Introduction
FunASR provides a complete pipeline for automatic speech recognition, from audio input to formatted text output. It bundles state-of-the-art pretrained models (Paraformer, SenseVoice, Whisper-compatible) with convenient Python APIs and a deployable gRPC/WebSocket server.
What FunASR Does
- Performs speech-to-text transcription for 50+ languages with pretrained models
- Detects voice activity to segment audio into speech and silence regions
- Restores punctuation and performs inverse text normalization on transcriptions
- Supports both offline (batch) and online (streaming) recognition modes
- Provides a runtime server for production deployment with GPU acceleration
Architecture Overview
FunASR's core is built on PyTorch and wraps multiple ASR architectures (Paraformer, Conformer, Transformer, Whisper) behind a unified AutoModel interface. The Paraformer model uses a non-autoregressive architecture with a predictor module that estimates token count, enabling single-pass parallel decoding.

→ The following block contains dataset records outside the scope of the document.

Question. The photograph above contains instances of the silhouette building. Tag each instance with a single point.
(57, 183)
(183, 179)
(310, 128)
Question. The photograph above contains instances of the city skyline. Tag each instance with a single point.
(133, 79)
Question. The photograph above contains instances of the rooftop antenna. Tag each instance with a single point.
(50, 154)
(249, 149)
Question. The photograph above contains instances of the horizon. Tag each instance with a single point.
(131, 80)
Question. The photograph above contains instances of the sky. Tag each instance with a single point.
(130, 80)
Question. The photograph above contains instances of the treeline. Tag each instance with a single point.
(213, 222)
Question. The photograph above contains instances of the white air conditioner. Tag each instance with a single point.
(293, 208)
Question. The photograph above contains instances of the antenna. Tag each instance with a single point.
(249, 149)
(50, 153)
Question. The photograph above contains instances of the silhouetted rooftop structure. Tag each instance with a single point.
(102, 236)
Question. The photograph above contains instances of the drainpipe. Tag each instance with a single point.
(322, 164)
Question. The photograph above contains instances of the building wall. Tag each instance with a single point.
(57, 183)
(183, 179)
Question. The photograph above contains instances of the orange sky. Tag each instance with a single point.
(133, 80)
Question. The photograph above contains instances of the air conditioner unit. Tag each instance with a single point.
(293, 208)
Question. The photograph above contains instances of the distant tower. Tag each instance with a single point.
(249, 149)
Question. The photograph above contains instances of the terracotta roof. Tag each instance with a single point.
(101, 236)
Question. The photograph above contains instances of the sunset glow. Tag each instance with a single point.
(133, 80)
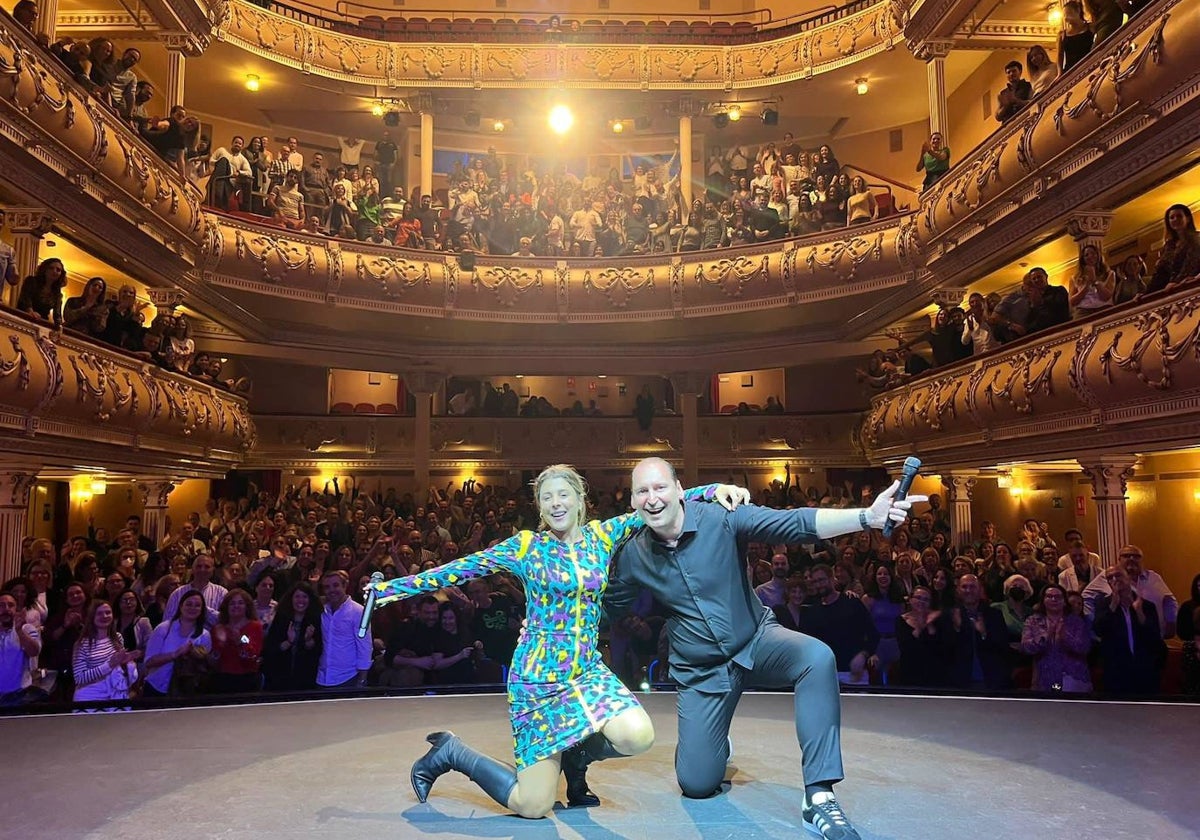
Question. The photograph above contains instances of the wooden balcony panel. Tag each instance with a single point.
(87, 397)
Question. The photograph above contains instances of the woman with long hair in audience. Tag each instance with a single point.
(41, 293)
(179, 640)
(1059, 643)
(567, 707)
(1179, 263)
(131, 621)
(293, 643)
(102, 667)
(885, 600)
(237, 655)
(88, 312)
(924, 653)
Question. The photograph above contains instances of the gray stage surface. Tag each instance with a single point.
(918, 767)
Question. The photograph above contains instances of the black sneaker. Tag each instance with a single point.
(827, 820)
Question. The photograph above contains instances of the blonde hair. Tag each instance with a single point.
(573, 479)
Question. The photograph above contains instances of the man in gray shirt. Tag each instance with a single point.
(724, 640)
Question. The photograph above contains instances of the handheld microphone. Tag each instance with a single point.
(911, 465)
(369, 607)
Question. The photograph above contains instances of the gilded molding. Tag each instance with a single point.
(324, 52)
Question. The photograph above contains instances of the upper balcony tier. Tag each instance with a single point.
(73, 402)
(639, 66)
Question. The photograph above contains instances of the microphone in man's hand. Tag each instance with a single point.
(369, 607)
(911, 466)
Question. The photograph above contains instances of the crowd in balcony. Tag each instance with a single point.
(1038, 305)
(249, 597)
(117, 322)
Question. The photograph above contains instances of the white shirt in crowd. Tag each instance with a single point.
(343, 653)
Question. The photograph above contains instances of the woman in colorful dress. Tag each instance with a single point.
(567, 707)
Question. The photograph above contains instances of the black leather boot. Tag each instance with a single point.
(449, 753)
(575, 768)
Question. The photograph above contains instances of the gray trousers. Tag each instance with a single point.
(783, 658)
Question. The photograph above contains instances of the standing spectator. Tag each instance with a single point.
(1132, 649)
(843, 623)
(41, 293)
(1179, 262)
(1059, 643)
(19, 647)
(345, 658)
(102, 667)
(935, 160)
(293, 645)
(179, 643)
(977, 640)
(1075, 39)
(1092, 286)
(1015, 95)
(1042, 70)
(237, 646)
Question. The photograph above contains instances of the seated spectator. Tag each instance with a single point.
(41, 293)
(1179, 263)
(1015, 95)
(1059, 643)
(977, 640)
(237, 646)
(102, 667)
(924, 653)
(935, 160)
(88, 313)
(844, 624)
(1042, 70)
(1075, 37)
(1092, 285)
(21, 643)
(293, 643)
(1132, 649)
(177, 654)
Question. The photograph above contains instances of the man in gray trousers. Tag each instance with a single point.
(724, 640)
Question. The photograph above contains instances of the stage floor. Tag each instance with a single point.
(917, 767)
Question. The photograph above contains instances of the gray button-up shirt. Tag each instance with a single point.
(713, 615)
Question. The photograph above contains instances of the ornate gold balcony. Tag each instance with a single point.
(75, 401)
(1129, 378)
(324, 52)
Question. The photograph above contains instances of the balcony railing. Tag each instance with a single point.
(65, 397)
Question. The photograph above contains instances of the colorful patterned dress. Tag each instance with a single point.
(559, 690)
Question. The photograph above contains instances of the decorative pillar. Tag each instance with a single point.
(1109, 475)
(47, 17)
(959, 489)
(688, 388)
(155, 491)
(934, 54)
(1090, 227)
(28, 226)
(17, 478)
(685, 161)
(423, 385)
(425, 105)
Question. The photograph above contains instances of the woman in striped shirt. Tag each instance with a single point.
(101, 664)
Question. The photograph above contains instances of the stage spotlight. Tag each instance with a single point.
(561, 119)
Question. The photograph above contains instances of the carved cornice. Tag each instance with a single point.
(1132, 376)
(514, 443)
(324, 52)
(57, 389)
(43, 111)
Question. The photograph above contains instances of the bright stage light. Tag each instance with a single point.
(561, 119)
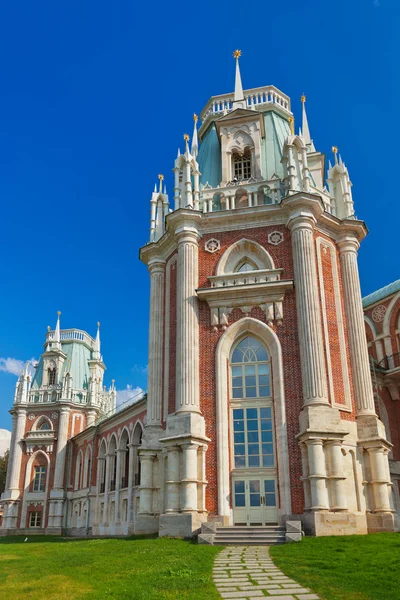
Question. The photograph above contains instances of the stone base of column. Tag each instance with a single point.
(324, 522)
(380, 522)
(146, 524)
(181, 525)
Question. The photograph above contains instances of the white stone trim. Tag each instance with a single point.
(339, 320)
(271, 340)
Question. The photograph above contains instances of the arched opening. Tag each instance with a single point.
(251, 415)
(254, 484)
(102, 468)
(241, 165)
(124, 449)
(137, 441)
(113, 463)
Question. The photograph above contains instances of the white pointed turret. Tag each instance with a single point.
(96, 349)
(340, 188)
(57, 339)
(195, 142)
(239, 96)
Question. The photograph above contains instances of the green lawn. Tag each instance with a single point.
(357, 567)
(52, 568)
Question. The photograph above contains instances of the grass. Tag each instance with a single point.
(356, 567)
(54, 568)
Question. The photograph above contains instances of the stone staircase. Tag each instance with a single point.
(214, 533)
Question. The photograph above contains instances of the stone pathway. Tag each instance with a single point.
(248, 572)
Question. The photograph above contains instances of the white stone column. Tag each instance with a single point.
(62, 436)
(146, 482)
(131, 473)
(13, 473)
(363, 392)
(156, 336)
(189, 480)
(336, 475)
(315, 389)
(379, 482)
(317, 476)
(305, 476)
(173, 480)
(187, 355)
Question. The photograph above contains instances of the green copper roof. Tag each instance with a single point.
(78, 355)
(276, 131)
(384, 292)
(209, 158)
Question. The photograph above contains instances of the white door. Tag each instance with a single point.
(254, 501)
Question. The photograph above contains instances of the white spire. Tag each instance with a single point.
(238, 80)
(195, 143)
(96, 349)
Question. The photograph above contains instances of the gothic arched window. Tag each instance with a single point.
(242, 165)
(51, 376)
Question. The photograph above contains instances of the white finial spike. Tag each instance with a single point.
(195, 143)
(238, 80)
(305, 128)
(96, 350)
(57, 329)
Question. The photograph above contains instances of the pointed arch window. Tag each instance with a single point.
(250, 370)
(242, 165)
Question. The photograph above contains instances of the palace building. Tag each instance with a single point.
(267, 402)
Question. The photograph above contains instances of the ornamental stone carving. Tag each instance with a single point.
(275, 238)
(378, 314)
(212, 245)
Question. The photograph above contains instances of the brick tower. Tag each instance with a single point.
(260, 402)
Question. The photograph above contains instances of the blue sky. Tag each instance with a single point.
(94, 100)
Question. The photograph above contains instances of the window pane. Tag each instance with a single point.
(265, 413)
(262, 354)
(268, 448)
(270, 500)
(238, 413)
(255, 500)
(251, 392)
(268, 460)
(266, 436)
(240, 500)
(269, 486)
(238, 425)
(265, 392)
(250, 380)
(251, 413)
(239, 487)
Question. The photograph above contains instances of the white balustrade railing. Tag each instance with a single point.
(73, 335)
(245, 278)
(255, 98)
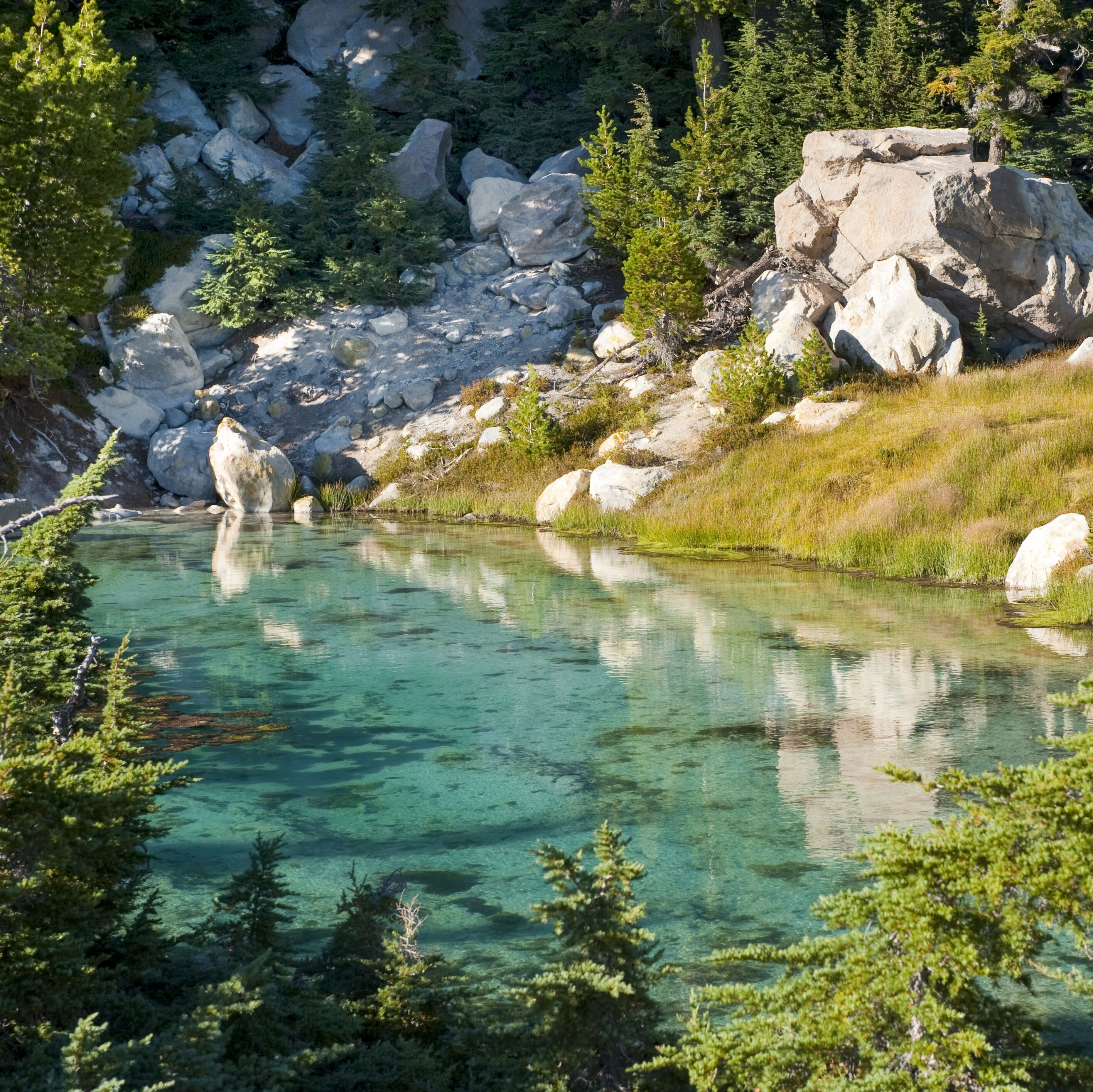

The runtime server is a C++ gRPC service that loads ONNX-exported models with ONNX Runtime for low-latency inference, accepting WebSocket connections for streaming audio.
Self-Hosting & Configuration
- Install via pip: pip install funasr (Python 3.8+)
- Models download automatically from ModelScope or Hugging Face on first use
- Deploy the production server using the Docker image: funasr-runtime-sdk-gpu
- Configure the server via command-line flags for model paths, ports, and thread count
- Stream audio to the server over WebSocket for real-time transcription
Key Features
- Paraformer achieves fast non-autoregressive decoding with high accuracy on Chinese and English
- Streaming mode delivers partial results with low latency for live captioning
- Supports hotword boosting to improve recognition of domain-specific terms
- Includes speaker diarization to distinguish who is speaking
- Production C++ runtime with ONNX optimization for enterprise deployment
Comparison with Similar Tools
- Whisper (OpenAI) — strong multilingual ASR; FunASR offers faster non-autoregressive models and a production server
- whisper.cpp — C++ Whisper inference; FunASR provides a broader toolkit with VAD, punctuation, and diarization
- Faster Whisper — CTranslate2-based speedup; FunASR's Paraformer is natively non-autoregressive for even lower latency
- Vosk — offline speech recognition; FunASR supports both streaming and batch with a wider model zoo
- DeepSpeech — Mozilla's end-to-end ASR (archived); FunASR is actively maintained with newer architectures
FAQ
Q: Which languages are supported? A: FunASR ships models covering 50+ languages, with particular strength in Chinese (including 7 dialects and 26 accents), English, Japanese, and Korean.
Q: Can I fine-tune models on my own data? A: Yes. FunASR provides training scripts and recipes for fine-tuning any supported model on custom datasets.
Q: What is the recommended deployment for production? A: Use the Docker-based runtime server with GPU support. It handles concurrent WebSocket connections and delivers optimized throughput via ONNX Runtime.
Q: How does Paraformer compare to Whisper in speed? A: Paraformer's non-autoregressive decoding is significantly faster than Whisper's autoregressive approach, especially on long audio segments.